There is an example on the prodigy website (https://prodi.gy/docs/) that reads “Airbnb settles lawsuit with San Francisco” where “San Francisco” is labeled as a GPE. I’m assuming the other potential label of Airbnb as an organization is intentionally omitted to give a simple binary decision to the annotator and San Francisco was chosen as the higher priority target by the active learning algorithm.

What gets saved to the database in this case? I’d expect that it matters if my training data has (‘Airbnb’, "organization’) vs. (‘Airbnb’, ‘other’) for labels when I run batch training after labeling is complete.

Thanks!

The NER training algorithm (and also the textcat training algorithm, actually) support missing labels. It works like this: the parser first does beam search to find the K-best parses, and then searches again subject to constraints imposed by the partial annotations. During this constrained search, the parser avoids taking any actions that would lead to annotations we know are incorrect. We also score the parses in the first group, to get two sets of parses: one set is incorrect, and another that’s correct. The weights are then updated such that more probability will be assigned to the correct parses than the incorrect parses.
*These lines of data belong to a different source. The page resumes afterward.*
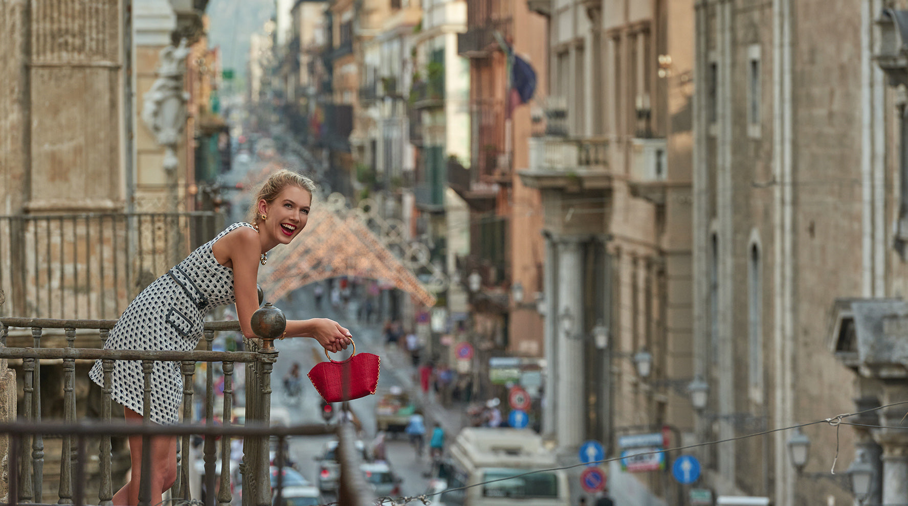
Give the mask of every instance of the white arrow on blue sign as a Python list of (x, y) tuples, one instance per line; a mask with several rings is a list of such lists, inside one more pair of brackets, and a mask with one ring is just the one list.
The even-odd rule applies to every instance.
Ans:
[(681, 455), (672, 464), (672, 475), (682, 485), (688, 485), (700, 478), (700, 461), (693, 455)]
[(587, 465), (596, 465), (606, 458), (606, 451), (598, 441), (589, 440), (580, 445), (580, 462)]
[(522, 429), (529, 423), (529, 416), (527, 412), (518, 409), (512, 409), (508, 415), (508, 424), (515, 429)]

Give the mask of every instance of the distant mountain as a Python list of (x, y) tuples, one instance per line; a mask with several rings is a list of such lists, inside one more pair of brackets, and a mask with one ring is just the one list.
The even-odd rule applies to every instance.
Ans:
[(211, 0), (208, 15), (209, 44), (221, 48), (224, 69), (237, 77), (246, 73), (249, 37), (263, 32), (266, 21), (274, 16), (274, 0)]

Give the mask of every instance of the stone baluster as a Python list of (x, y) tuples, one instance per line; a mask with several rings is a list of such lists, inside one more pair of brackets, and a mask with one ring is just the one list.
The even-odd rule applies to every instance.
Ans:
[[(183, 372), (183, 420), (185, 423), (192, 419), (192, 396), (195, 394), (195, 388), (193, 387), (195, 381), (195, 362), (183, 360), (181, 364)], [(188, 459), (191, 439), (192, 436), (189, 434), (183, 436), (180, 453), (185, 455), (186, 458), (182, 459), (182, 465), (180, 465), (177, 472), (177, 482), (173, 483), (171, 491), (173, 497), (179, 497), (186, 501), (192, 498), (189, 482), (189, 468), (192, 464)]]
[[(25, 420), (31, 421), (33, 408), (32, 405), (35, 404), (35, 363), (37, 362), (35, 358), (24, 358), (22, 360), (22, 373), (23, 373), (23, 400), (22, 400), (22, 409), (25, 413)], [(33, 501), (35, 497), (35, 488), (32, 480), (35, 478), (33, 475), (33, 464), (32, 455), (29, 453), (29, 448), (32, 447), (32, 440), (34, 436), (24, 435), (22, 437), (22, 446), (19, 448), (21, 452), (21, 470), (19, 474), (19, 502), (36, 502)]]
[[(44, 329), (40, 326), (32, 327), (32, 346), (41, 347), (41, 334)], [(33, 402), (32, 402), (32, 420), (35, 423), (41, 423), (41, 361), (35, 361), (35, 374), (32, 375), (33, 382)], [(44, 502), (42, 500), (43, 487), (44, 483), (44, 436), (41, 433), (35, 434), (32, 439), (32, 461), (35, 466), (35, 501)]]
[[(252, 332), (262, 338), (262, 347), (259, 349), (260, 376), (257, 378), (259, 393), (257, 403), (257, 420), (264, 426), (268, 426), (271, 419), (271, 369), (278, 357), (278, 351), (274, 348), (274, 339), (283, 335), (287, 327), (287, 318), (283, 312), (266, 302), (255, 313), (252, 318)], [(248, 394), (247, 394), (248, 397)], [(258, 486), (255, 489), (254, 498), (256, 506), (271, 506), (271, 477), (268, 475), (268, 436), (259, 436), (248, 438), (258, 440), (258, 454), (254, 461), (255, 476)], [(245, 495), (245, 494), (243, 494)]]
[[(66, 327), (66, 347), (75, 347), (75, 328)], [(75, 423), (75, 359), (64, 358), (63, 361), (63, 411), (67, 423)], [(73, 446), (72, 434), (63, 435), (63, 450), (60, 455), (60, 487), (59, 504), (73, 503)]]
[[(102, 334), (102, 338), (106, 339), (106, 336)], [(101, 421), (104, 423), (111, 422), (111, 391), (114, 383), (114, 361), (104, 359), (101, 362), (101, 370), (104, 375), (103, 395), (101, 397)], [(111, 478), (111, 435), (101, 436), (101, 487), (98, 490), (98, 503), (101, 506), (111, 506), (114, 504), (114, 483)]]
[[(101, 329), (101, 347), (107, 342), (110, 336), (110, 329)], [(101, 370), (104, 378), (104, 386), (101, 388), (101, 421), (110, 423), (111, 421), (111, 391), (114, 377), (114, 361), (104, 359), (101, 361)], [(111, 506), (114, 499), (114, 484), (111, 480), (111, 435), (103, 434), (100, 443), (99, 471), (101, 472), (101, 486), (98, 489), (98, 504), (101, 506)]]
[[(212, 351), (212, 345), (214, 341), (214, 331), (206, 328), (205, 349)], [(214, 425), (214, 363), (207, 362), (205, 367), (205, 424)], [(216, 447), (213, 437), (206, 437), (202, 447), (202, 460), (205, 462), (205, 506), (214, 504), (214, 473), (217, 471)]]
[[(142, 398), (142, 423), (148, 425), (152, 423), (152, 371), (154, 370), (154, 361), (142, 361), (142, 374), (143, 376), (143, 394)], [(142, 434), (142, 447), (152, 447), (152, 436)], [(142, 472), (139, 477), (139, 505), (153, 506), (152, 498), (152, 452), (142, 452)]]
[[(223, 404), (223, 423), (229, 427), (232, 423), (232, 414), (233, 411), (233, 363), (224, 362), (224, 404)], [(231, 462), (231, 437), (224, 434), (221, 438), (221, 488), (218, 490), (218, 502), (221, 506), (227, 506), (231, 503), (232, 496), (230, 492), (230, 481), (233, 479), (230, 473)]]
You can read a short description of the latent-variable beam parsing update in my paper here: https://aclanthology.info/pdf/Q/Q14/Q14-1011.pdf (Section 4.2).

This is also how the NER algorithm learns from examples you mark incorrect. When you mark an example incorrect, there are still multiple possible correct entities — but we still have a useful constraint to use in our search.

Thanks for the explanation! I will indeed check out that paper later tonight, it looks like a good tool to have in the belt in general.

Is there a clean way in Prodigy to handle labeling for custom models which aren’t necessarily robust to missing labels? E.g. an NER model with optional relations between entities (for concreteness let’s say I build the model in PyTorch and wrap w/ spaCy)?

If your model doesn’t support missing values, I would recommend using a model to predict the missing values.

Note that there’s an important trick to this. You need to be predicting the values with a model you’re not updating. If the model gets to define its own objective, it’ll settle into a state where the solution is trivial, e.g. it never predicts any entities.